首頁 上帝鳥

3 老家夥的軍隊

野雞剛剛烤熟,老家夥手下那幫當兵的就一個接一個地晃了進來。約翰·布朗老頭兒那支令人聞風喪膽的軍隊我聽得耳朵都要磨出繭子,實際上卻不過是一群烏合之眾,麵黃肌瘦,遍體鱗傷,垂頭喪氣,準保讓你大開眼界。這幫人無一例外全是半大小子,瘦得像泡了牛奶的馬鬃似的。還有一個外國來的猶太人、一個印第安人,其餘的麵相也頗不善,全都奇醜無比,愁眉苦臉。他們好像剛剛打劫回來,坐著一輛破馬車吵吵鬧鬧地衝進營地,車子咣當亂響,就跟賣幹貨的鋪子似的,車上放著瓶瓶罐罐、杯盤碗盞,還有家具啦,牌桌啦,紡錘啦,還有一條條皮貨,各種破爛在馬車周圍掛了一圈。

他們搶了各種東西,單單沒有吃的,野雞的肉香把他們一下子吸引到篝火旁。大家站成一圈。其中一個,就是那個叫韋納的猶太人——又高又瘦,穿一件吊帶褲——給歐文遞過去一張報紙。“拿著,吃完了再拿出來。”他一邊說一邊瞧著火,“要不上尉肯定要馬上開路。”

可是老家夥走過來看見了他,一把奪過報紙。“韋納先生,毫無疑問,勞倫斯那邊的報紙已經出來了。”他說,“可是別擔心,我已經拜讀過了。”他轉向其他人說:“大家夥兒,填飽肚子之前,咱們先感謝那神聖的供養者,給咱們這些糧食,我們畢竟借著他老人家之名傳播自由。”

人們低著頭站成一圈,把老家夥圍在當中,他手中擎著帽子,那張皺紋累累的老臉正好位於烤雞和篝火正上方。
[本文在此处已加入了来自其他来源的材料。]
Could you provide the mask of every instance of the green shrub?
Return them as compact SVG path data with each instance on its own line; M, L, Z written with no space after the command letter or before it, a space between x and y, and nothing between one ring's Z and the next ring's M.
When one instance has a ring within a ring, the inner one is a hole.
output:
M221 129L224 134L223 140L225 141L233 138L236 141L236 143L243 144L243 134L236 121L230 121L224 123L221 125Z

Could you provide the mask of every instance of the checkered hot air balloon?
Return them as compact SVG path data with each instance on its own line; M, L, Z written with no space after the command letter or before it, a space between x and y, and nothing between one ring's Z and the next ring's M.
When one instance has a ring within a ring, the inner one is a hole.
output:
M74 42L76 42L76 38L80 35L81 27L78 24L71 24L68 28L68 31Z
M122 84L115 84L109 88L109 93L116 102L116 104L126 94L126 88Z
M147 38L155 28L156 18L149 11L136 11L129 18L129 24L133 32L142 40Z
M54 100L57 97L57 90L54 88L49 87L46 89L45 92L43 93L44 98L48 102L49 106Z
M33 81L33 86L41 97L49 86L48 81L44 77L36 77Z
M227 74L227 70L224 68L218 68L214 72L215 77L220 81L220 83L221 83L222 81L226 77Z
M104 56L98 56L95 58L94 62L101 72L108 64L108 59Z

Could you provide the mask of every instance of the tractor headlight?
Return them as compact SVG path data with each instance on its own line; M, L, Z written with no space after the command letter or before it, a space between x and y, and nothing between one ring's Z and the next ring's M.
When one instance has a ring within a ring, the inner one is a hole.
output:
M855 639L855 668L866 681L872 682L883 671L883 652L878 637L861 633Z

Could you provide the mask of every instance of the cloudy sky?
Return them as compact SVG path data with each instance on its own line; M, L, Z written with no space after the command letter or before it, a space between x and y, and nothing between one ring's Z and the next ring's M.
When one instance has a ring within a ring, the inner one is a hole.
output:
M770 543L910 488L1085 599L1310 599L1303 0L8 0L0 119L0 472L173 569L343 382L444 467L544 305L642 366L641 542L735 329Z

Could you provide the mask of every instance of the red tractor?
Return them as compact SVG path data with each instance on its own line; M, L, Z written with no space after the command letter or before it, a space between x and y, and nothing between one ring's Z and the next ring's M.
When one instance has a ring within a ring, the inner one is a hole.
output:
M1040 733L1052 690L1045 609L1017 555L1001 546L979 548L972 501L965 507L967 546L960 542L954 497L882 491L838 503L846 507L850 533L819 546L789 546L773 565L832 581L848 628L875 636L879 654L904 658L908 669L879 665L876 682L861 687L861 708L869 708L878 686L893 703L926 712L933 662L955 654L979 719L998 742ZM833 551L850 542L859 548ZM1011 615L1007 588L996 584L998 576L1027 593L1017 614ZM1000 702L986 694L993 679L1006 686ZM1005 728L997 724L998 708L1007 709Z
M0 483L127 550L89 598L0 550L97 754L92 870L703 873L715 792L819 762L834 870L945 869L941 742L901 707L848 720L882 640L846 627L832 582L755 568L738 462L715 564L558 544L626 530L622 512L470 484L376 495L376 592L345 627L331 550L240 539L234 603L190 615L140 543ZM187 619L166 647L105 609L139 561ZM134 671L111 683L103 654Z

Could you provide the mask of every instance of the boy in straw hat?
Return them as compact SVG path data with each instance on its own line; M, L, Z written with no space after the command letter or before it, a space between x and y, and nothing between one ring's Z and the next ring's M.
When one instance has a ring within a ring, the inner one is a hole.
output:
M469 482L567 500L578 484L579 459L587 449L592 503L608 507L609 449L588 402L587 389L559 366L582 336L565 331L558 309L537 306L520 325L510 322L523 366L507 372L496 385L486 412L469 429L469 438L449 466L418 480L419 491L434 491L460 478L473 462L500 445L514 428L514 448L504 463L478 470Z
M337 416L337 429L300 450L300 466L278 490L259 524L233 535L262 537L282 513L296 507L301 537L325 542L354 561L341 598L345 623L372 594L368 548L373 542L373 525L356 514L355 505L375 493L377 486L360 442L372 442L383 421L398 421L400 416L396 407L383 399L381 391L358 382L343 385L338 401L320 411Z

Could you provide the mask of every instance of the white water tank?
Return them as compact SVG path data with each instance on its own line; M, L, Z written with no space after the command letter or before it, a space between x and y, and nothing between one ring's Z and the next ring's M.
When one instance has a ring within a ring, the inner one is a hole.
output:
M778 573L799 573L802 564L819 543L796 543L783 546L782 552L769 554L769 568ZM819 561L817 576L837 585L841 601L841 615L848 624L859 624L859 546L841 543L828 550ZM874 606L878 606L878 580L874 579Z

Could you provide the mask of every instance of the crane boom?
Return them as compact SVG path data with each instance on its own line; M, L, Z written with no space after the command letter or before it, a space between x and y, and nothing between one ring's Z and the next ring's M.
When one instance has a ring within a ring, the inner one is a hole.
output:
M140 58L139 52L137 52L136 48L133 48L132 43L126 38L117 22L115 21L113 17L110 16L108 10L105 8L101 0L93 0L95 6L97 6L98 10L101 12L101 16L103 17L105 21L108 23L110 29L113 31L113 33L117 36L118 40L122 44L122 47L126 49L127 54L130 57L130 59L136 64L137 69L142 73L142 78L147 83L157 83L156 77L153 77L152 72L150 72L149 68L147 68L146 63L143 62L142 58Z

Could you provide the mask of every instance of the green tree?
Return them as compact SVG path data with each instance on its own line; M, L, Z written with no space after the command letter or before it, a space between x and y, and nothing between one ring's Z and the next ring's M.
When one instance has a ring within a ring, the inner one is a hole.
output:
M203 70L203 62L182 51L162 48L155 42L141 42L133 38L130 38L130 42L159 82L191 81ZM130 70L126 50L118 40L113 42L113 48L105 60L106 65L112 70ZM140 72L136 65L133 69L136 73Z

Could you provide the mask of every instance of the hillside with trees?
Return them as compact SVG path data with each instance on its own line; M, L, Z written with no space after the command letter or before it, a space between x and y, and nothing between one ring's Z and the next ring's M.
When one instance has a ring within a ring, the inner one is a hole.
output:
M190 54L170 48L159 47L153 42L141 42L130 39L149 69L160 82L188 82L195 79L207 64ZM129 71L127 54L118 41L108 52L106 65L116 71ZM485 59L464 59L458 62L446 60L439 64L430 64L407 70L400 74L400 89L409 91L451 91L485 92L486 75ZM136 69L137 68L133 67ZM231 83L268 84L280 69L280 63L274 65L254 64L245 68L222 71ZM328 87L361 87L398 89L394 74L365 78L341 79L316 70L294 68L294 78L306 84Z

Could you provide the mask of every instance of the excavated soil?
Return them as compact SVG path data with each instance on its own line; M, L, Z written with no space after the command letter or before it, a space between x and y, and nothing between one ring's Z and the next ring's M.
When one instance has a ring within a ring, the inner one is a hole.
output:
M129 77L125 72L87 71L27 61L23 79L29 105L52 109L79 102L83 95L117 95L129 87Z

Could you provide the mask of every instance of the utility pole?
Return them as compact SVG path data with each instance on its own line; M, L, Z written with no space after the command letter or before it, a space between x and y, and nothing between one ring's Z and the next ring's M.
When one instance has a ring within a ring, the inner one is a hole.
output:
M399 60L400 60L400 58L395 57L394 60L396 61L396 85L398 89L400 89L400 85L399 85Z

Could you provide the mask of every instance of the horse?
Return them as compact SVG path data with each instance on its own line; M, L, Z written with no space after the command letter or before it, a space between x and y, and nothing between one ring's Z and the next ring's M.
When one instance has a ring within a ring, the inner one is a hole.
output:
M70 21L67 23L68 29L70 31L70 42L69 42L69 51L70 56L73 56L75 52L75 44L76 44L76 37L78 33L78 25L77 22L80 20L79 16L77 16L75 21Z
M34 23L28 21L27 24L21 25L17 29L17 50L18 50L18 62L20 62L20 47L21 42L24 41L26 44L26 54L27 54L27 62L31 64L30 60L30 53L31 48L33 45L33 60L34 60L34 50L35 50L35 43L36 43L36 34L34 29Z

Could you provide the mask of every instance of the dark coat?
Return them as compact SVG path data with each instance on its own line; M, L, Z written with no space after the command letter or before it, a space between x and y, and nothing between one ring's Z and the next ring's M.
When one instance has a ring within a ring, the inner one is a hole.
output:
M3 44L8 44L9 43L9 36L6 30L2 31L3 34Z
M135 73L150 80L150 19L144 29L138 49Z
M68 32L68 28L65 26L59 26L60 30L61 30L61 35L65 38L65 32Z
三十分鍾之後,篝火熄滅,飯菜涼得跟從冰窖裏拿出來的差不多,可老家夥還在那兒喋喋不休。我實在該給各位學學約翰·布朗老頭兒是怎麽布道的,可我又覺著一百年之後的各位讀者坐在暖烘烘的教堂地下室裏,穿著斯泰西·亞當斯牌皮鞋,披著人造毛大衣,隻需抬屁股走到牆角,按個按鈕就能烤火、熱咖啡,絕對沒法兒感同身受。老家夥的布道隻能看不能聽,動之以情超過曉之以理。你得身臨其境才行:廣袤無垠的堪薩斯平原上,空氣裏彌漫著烤野雞的香味兒和水牛糞的臭味,蚊子嗡嗡叫,大風從這邊嗚嗚地往你身上吹,老家夥從另一邊對你怒喝呼號。說到禱告,老家夥真個是凶神惡煞。一件事兒好像才講完,另一件事兒便“呼啦”一聲冒出來,衝散了前頭那個,然後另一個又衝上來擊碎前一個。過了一會兒,幾件事兒全都擠在一起,粉身碎骨,互相矛盾,最後你根本鬧不清誰是誰,還有他幹嗎要布這篇道。那篇氣勢磅礴的演講恰似一陣旋風,呼嘯著吹過平原,把沿途卷上來的灌木叢、棉花象鼻蟲和一座座平房一股腦兒碾成齏粉,四處拋撒。他講得大汗淋漓,汗水順著古銅色的脖子滴下來,劃過襯衫,什麽滾燙的祭品啦,耶穌燈台上的羊羔啦,從他口中咆哮而出;就在這當兒,我身上那件裙子癢得要命,身上還有蚊子咬,差不多要把我活吃了。最後,歐文嘟囔了一句:“爹!我們得上路了!這地方有騎馬的敵軍呢!”